How ‘archaic arsenic’ comes back to haunt us
While the FDA repeatedly notes that arsenic is a ubiquitous element found in water, air, soil and even the earth’s crust, the agency downplays the human involvement of millions and millions of pounds of lead arsenate and calcium arsenate used in farming and most especially orchards, from the early 1920s right up until the 1980s. Unfortunately, such archaic arsenic just doesn’t go away, with fields still tainted from use in the early 20th century. And the agency also fails to bring into the conversation the fact that China, where illegal use of lead arsenate as well as other banned chemicals is suspected, supplies the U.S. with over two-thirds of its apple juice. (Apparently, the term “apple pie American” doesn’t necessarily apply to apple juice.)
In a fascinating article about the history of arsenate pesticides, Pulitzer Prize winning science writer and author Deborah Blum, notes that there’s “a very long history here because arsenic is a very old poison.”
“By the 1920s,” Blum writes, “U.S. fruit growers were plastering on lead arsenate in such amounts that they were starting to poison their customers. In 1919, the Boston Health Department destroyed arsenic- contaminated apples because people were getting sick. The following year, it had to do it again. In 1919, California health officials discovered with alarm that arsenic residues tended to stick to fruit, meaning the poison was hard to remove.”
So have we learned our lesson where arsenic is concerned? While lead-based arsenic pesticides have been phased out or canceled by the EPA over the years, a “modified” one, MSMA, has continued to be permitted and is currently used on cotton farms due to a “superweed” created by the overuse of Monsanto’s glyphosate-based herbicide Roundup. Other arsenic uses include animal feed, resulting in manure that adds still more of the toxic substance to soil.
If despite all this talk about arsenic (which no one is suggesting even remotely approaches the amounts used to poison people in actual and fictitious murder cases), you still wish to keep apple juice on your family’s menu, Dr. Oz, the go-to guy for advice on this subject, gave these tips for buying a “safer” juice back in 2011:
- Buy organic whenever possible. According to Oz, none of the organic apple juice tested came back with “arsenic levels higher than the safe limit as determined by the FDA.”

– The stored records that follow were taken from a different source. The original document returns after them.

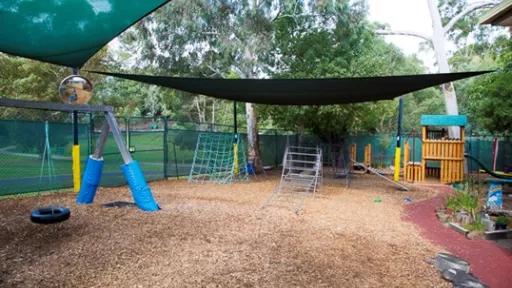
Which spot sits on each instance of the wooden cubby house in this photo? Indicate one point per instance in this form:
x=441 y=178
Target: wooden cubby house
x=441 y=156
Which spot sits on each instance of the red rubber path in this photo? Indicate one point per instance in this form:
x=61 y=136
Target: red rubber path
x=489 y=262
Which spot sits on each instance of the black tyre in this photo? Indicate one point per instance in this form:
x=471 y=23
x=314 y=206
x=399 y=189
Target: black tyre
x=50 y=215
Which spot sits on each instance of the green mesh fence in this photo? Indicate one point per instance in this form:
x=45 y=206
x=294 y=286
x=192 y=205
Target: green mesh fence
x=165 y=148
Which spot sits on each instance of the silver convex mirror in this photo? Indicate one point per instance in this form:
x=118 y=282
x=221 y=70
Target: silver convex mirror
x=75 y=89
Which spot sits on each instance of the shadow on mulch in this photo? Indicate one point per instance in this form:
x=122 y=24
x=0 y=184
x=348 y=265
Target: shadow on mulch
x=119 y=204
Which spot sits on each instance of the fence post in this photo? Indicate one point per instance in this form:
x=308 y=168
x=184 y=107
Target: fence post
x=91 y=134
x=276 y=160
x=165 y=147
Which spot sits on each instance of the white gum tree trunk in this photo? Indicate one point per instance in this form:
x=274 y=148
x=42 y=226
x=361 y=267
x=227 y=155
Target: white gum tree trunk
x=439 y=41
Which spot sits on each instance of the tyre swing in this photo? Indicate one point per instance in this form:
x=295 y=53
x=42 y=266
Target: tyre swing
x=50 y=215
x=73 y=90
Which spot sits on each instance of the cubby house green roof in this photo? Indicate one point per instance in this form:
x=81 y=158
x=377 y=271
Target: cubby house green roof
x=444 y=120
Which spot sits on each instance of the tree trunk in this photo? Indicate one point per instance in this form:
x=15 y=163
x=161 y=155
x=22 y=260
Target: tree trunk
x=253 y=143
x=438 y=41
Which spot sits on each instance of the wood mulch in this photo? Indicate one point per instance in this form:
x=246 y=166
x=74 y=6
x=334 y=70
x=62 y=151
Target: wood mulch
x=217 y=236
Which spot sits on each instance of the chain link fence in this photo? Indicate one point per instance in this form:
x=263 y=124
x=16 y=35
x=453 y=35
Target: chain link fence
x=165 y=148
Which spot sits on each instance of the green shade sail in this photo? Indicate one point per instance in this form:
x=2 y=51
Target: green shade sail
x=66 y=32
x=302 y=91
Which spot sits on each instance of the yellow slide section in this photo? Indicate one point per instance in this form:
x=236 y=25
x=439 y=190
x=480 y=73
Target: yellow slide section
x=396 y=175
x=76 y=168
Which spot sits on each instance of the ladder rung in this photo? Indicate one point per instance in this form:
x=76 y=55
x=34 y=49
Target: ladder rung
x=304 y=154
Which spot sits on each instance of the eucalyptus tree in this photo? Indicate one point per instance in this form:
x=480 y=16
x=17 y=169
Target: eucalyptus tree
x=339 y=43
x=452 y=20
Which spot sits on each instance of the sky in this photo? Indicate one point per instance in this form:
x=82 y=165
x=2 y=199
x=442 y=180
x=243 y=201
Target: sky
x=411 y=15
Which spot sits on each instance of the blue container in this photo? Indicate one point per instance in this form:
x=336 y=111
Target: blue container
x=250 y=168
x=495 y=195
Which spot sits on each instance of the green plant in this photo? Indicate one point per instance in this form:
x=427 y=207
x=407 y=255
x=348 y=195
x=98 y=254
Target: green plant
x=464 y=200
x=502 y=220
x=477 y=225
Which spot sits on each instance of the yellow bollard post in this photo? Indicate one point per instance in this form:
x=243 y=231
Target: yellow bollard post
x=396 y=174
x=76 y=167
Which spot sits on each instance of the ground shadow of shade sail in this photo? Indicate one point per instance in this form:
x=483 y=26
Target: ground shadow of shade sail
x=302 y=91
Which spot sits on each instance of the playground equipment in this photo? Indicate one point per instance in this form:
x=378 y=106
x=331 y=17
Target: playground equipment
x=50 y=215
x=140 y=190
x=367 y=160
x=438 y=149
x=381 y=174
x=217 y=159
x=368 y=155
x=412 y=170
x=47 y=156
x=302 y=174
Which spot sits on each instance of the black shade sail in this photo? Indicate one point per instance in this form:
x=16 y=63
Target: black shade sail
x=302 y=91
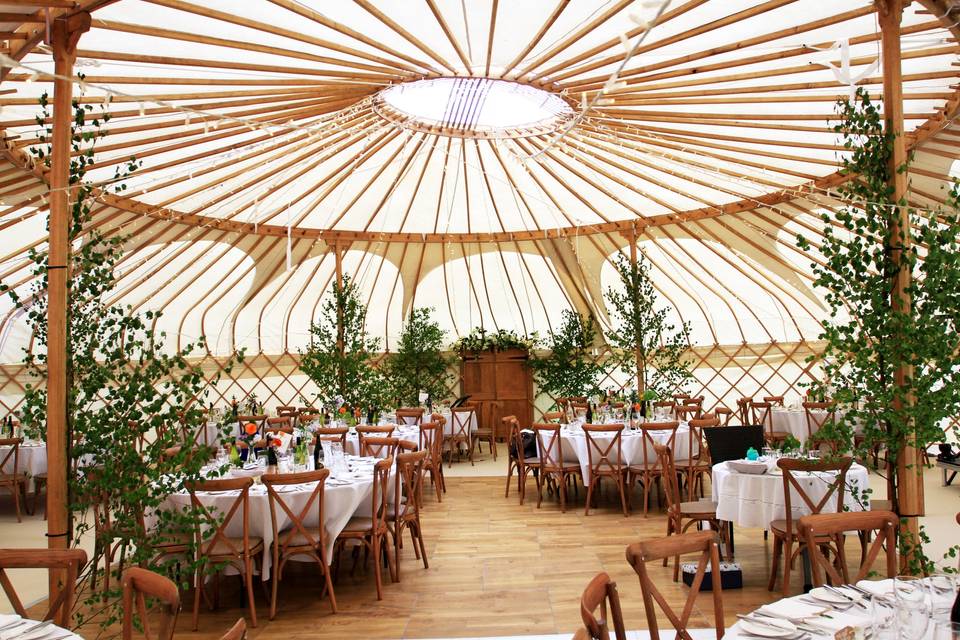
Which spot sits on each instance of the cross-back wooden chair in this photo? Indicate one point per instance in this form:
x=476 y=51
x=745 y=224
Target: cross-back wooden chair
x=372 y=532
x=834 y=525
x=763 y=415
x=817 y=415
x=378 y=447
x=410 y=415
x=550 y=454
x=237 y=632
x=404 y=510
x=599 y=595
x=743 y=409
x=518 y=460
x=215 y=545
x=461 y=420
x=140 y=584
x=11 y=478
x=282 y=424
x=297 y=538
x=704 y=542
x=724 y=415
x=70 y=561
x=687 y=412
x=651 y=471
x=604 y=449
x=682 y=515
x=786 y=532
x=431 y=437
x=333 y=434
x=698 y=465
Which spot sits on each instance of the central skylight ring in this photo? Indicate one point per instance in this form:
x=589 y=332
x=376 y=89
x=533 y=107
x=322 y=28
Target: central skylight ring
x=473 y=108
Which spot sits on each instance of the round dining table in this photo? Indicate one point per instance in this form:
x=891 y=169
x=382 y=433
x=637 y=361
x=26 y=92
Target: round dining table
x=755 y=500
x=348 y=493
x=13 y=626
x=574 y=448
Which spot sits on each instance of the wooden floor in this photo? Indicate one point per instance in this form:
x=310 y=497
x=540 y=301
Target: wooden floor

- Look for apple juice concentrate that’s made in the USA;
- Check juice packages for the actual country of origin, watching for misleading information such as “a product of Canada,” which may indicate only that the juice was packaged in that country.
But while refined apple juice is in no way considered a “health” food, apples — in their whole, unrefined state, complete with the peel — are an exceptional source of antioxidants. Actually it’s the apple peel itself that bestows most of the nutritional advantages on apples; a fact that inspired the popular saying more than a century ago, “an apple a day keeps the doctor away.” So our best advice would be to go with the real McCoy — meaning organic, U.S.-grown varieties that can be eaten, peel and all, without having to worry about ingesting residues of toxic pesticides.